Australian Open champion Matt Jones is weighing up whether to sacrifice his defence of the Stonehaven Cup in order to save his place on the US PGA Tour.
Jones’s coach, Gary Barter, who has just returned from a trip to the US to work with Jones and PGA Tour rookie Brett Drewitt, confirmed that the Open champion was planning to play the RSM Classic in Sea Island, Georgia in mid-November, which clashes directly with the national championship at Royal Sydney.
But those plans could change if Jones returns some good results over the next month, although his Open defence appears in jeopardy as he looks to cement his place on the world’s most lucrative tour.
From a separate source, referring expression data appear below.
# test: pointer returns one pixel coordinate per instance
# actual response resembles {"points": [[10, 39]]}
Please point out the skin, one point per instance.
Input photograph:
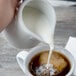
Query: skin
{"points": [[7, 12]]}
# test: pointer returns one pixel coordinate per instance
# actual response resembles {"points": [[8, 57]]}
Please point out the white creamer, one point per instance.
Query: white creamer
{"points": [[38, 23]]}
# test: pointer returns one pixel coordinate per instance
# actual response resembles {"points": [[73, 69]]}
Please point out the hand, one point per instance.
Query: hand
{"points": [[7, 12]]}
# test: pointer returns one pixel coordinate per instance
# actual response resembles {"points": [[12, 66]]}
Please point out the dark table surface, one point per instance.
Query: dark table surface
{"points": [[65, 27]]}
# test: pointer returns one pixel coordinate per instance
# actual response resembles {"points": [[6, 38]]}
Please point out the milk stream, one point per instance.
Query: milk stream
{"points": [[39, 24]]}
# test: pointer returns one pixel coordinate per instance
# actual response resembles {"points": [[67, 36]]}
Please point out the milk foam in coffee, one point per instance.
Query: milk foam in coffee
{"points": [[38, 23]]}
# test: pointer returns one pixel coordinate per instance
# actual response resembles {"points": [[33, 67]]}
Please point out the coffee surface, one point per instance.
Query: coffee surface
{"points": [[59, 64]]}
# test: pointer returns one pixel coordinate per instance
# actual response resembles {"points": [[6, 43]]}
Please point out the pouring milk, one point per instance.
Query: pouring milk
{"points": [[38, 23]]}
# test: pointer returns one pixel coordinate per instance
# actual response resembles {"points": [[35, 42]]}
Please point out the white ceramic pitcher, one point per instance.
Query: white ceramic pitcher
{"points": [[17, 32]]}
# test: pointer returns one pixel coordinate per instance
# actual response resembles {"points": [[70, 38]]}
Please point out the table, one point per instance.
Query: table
{"points": [[65, 27]]}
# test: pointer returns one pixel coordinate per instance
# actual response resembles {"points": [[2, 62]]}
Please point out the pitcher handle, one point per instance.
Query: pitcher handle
{"points": [[21, 59]]}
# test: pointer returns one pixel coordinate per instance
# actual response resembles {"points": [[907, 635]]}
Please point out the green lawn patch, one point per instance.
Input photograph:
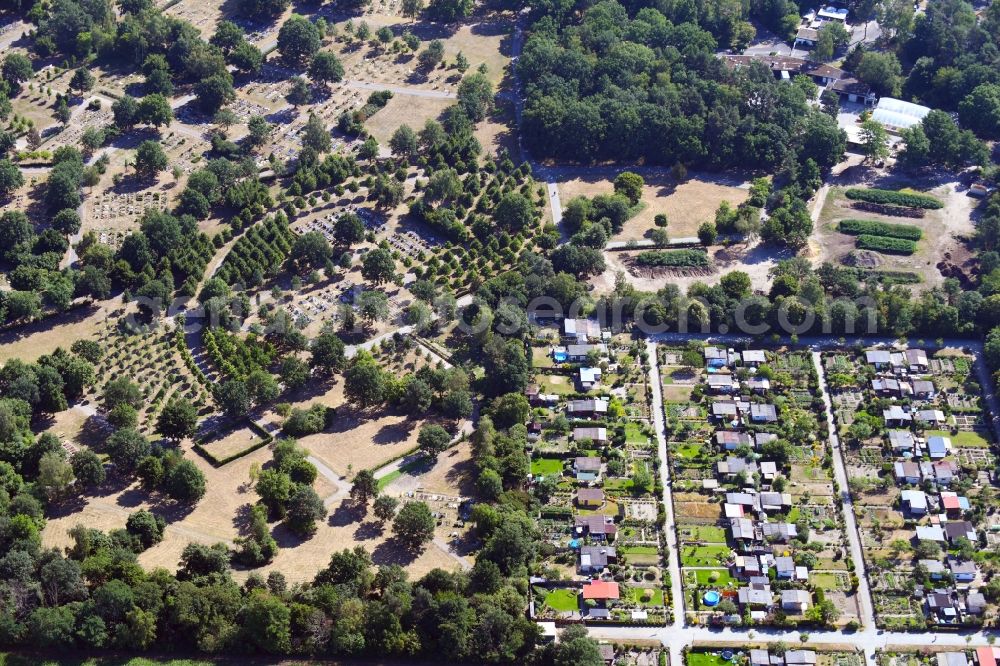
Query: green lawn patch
{"points": [[562, 600], [634, 434], [705, 659], [968, 439], [704, 556], [546, 466], [825, 581], [636, 595], [558, 384], [704, 577], [688, 450], [708, 533]]}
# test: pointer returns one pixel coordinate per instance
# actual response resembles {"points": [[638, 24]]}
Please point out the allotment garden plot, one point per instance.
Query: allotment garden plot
{"points": [[920, 460], [594, 466], [761, 540]]}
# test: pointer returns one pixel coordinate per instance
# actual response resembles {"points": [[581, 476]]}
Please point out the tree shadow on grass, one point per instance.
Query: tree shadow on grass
{"points": [[345, 514], [371, 529], [393, 551]]}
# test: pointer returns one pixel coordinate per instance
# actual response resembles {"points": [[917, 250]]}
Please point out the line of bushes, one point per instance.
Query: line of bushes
{"points": [[885, 244], [913, 199], [876, 228], [884, 277], [888, 209], [265, 439], [673, 258]]}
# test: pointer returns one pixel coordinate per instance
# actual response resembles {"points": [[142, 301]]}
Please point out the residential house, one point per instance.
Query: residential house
{"points": [[954, 505], [589, 378], [742, 530], [600, 591], [548, 632], [952, 659], [914, 501], [743, 499], [722, 383], [594, 559], [730, 440], [748, 566], [597, 527], [942, 608], [795, 601], [538, 399], [589, 498], [755, 596], [580, 353], [988, 656], [923, 389], [975, 603], [959, 529], [935, 568], [730, 511], [587, 468], [906, 472], [732, 467], [763, 413], [588, 407], [762, 438], [716, 357], [779, 532], [942, 472], [770, 501], [890, 387], [597, 435], [896, 416], [726, 410], [902, 442], [937, 446], [784, 566], [581, 331], [963, 571], [800, 658], [916, 359], [878, 357], [929, 416]]}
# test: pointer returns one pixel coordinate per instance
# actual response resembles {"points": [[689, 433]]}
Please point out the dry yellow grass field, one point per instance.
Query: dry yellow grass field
{"points": [[686, 205], [405, 110], [357, 440], [216, 519]]}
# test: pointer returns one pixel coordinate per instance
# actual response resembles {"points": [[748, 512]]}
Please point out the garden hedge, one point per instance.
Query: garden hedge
{"points": [[876, 228], [674, 258], [886, 245], [894, 197]]}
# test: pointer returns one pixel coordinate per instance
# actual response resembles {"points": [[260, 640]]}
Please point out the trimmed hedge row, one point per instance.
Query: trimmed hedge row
{"points": [[885, 244], [265, 439], [888, 209], [876, 228], [893, 197], [674, 258]]}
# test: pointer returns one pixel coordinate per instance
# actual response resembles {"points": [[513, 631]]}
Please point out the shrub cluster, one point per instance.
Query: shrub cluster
{"points": [[894, 197], [885, 244], [674, 258], [876, 228]]}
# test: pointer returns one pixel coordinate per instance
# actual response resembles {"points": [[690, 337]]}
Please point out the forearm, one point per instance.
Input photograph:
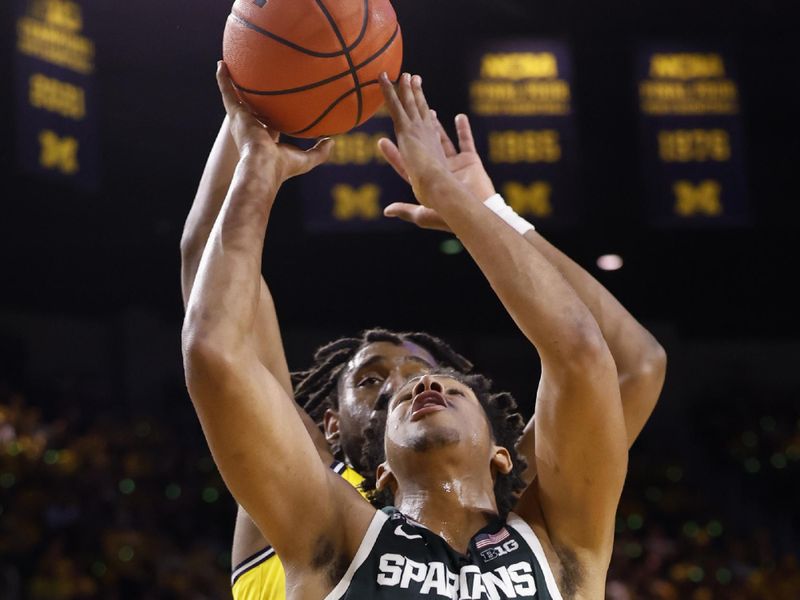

Jones is only guaranteed 10 to 15 starts in the US this season after finishing last season in 126th place on the FedEx Cup list. Only the top 125 are guaranteed full status.
He finished an agonising $5168 behind 125th, a shortfall that now threatens his defence of the Stonehaven Cup as he looks to secure his future in the US.
Jones’s absence would be another blow to Open organisers after the earlier withdrawal of world No 1 Jason Day, who pulled out of the tournament after suffering a back problem in the latter stages of the US PGA Tour.
Jones held off former world No 1s Jordan Spieth and Adam Scott to win his maiden Open on a dramatic final day at The Australian Golf Club last year.
Scott and Spieth are expected to figure prominently again this year in a field that promises to be strengthened by additions from the World Cup, played the week after the Open.
World No 11 Rickie Fowler has been earmarked as a potential replacement for Day — he will be part of the US team playing in the World Cup at Kingston Heath, which also features world No 17 Jimmy Walker.
Barter made it clear Jones’s desire was to defend his title and he had not officially withdrawn from the Open field. However, results over coming weeks are set to prove decisive as the 36-year-old Sydneysider attempts to make some early ground on the US PGA Tour. He will play the Sanderson Farms Championship this weekend before backing up in the Shriners Hospitals for Children Open in Las Vegas in early November.
Should he record good results at those events, he may yet return to Sydney to defend his title. Otherwise, he will be forced to remain in the US as he desperately attempts to improve his status before the big guns return to the Tour en masse early next year.
Golf Australia recently announced six former winners would take their place in the field for the Open led by two-time champion Aaron Baddeley and another player to have won at Royal Sydney, John Senden.
Greg Chalmers, Geoff Ogilvy, Stephen Allan and Robert Allenby will also be in the field along with Scott and Spieth. Ogilvy was in danger of losing his playing rights on the US PGA Tour after a difficult year culminated in him being forced to use his one-time career prizemoney exemption to retain his status.
Allenby has been forced to go cap-in-hand to tournament promoters in the hope of getting a start, having already used his career prizemoney exemption.